As needs have changed, the landscape has changed as well. Customers have shifted away from concerns around project costs and if a project will be delivered, to instead focus on speed of delivery. In short, customers are less price sensitive about power, and time to accessing power supplies has become the number one driver of decision making.
“Am I excited as somebody that leads an independent power producer? Hugely excited,” explains Kousinioris. “I think the opportunity set is huge, huge, like unprecedented. A once in a generation kind of opportunity. But I think it's going to be challenging. It's going to be challenging to kind of hit all of the holistic targets that we have.”
“I think the opportunity set is huge, huge, like unprecedented. A once in a generation kind of opportunity. But I think it's going to be challenging.”
John Kousinioris, CEO, TransAlta
Charting the path forward
Looking to the future, there are several areas of focus that will help enable energy suppliers to meet coming demands.
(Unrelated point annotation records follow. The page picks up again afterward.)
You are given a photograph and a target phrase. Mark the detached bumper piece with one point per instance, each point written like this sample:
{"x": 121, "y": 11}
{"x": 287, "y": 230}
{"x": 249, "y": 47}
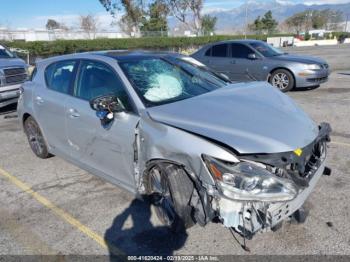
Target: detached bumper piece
{"x": 303, "y": 167}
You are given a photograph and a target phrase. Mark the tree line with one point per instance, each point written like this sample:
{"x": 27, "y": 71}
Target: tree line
{"x": 141, "y": 17}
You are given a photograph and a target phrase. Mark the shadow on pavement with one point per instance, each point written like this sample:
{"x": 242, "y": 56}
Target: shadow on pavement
{"x": 302, "y": 89}
{"x": 345, "y": 74}
{"x": 141, "y": 237}
{"x": 8, "y": 109}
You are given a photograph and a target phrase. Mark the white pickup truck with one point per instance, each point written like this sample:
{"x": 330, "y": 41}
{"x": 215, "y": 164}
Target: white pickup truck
{"x": 13, "y": 72}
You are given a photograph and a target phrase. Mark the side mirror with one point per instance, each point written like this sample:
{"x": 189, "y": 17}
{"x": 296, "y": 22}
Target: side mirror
{"x": 108, "y": 103}
{"x": 252, "y": 56}
{"x": 105, "y": 107}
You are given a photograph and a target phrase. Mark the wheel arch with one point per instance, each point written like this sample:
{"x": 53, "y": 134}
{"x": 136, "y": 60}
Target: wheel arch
{"x": 283, "y": 68}
{"x": 25, "y": 117}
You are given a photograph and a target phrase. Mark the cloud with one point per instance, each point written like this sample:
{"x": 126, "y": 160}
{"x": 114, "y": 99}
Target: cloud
{"x": 321, "y": 2}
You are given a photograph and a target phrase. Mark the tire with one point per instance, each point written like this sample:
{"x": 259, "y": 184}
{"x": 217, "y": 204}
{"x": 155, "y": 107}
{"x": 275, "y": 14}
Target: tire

“One, I would say I think we need to do a better job of feathering in the renewables with energy generation and attributes that provide reliability,” Kousinioris remarks. “So, I think setting reasonable decarbonization targets with an eye to reliability and affordability for consumers is critical.”
Another area will be looking for any efficiencies that could be built into the permitting process. And finally, ensuring that there is a stable regulatory environment, which allows businesses to approach forward planning with more certainty.
What’s clear is that a mix of energy sources will be needed to meet the challenges ahead – and energy producers will need to be creative and strategic to meet the unprecedented demand.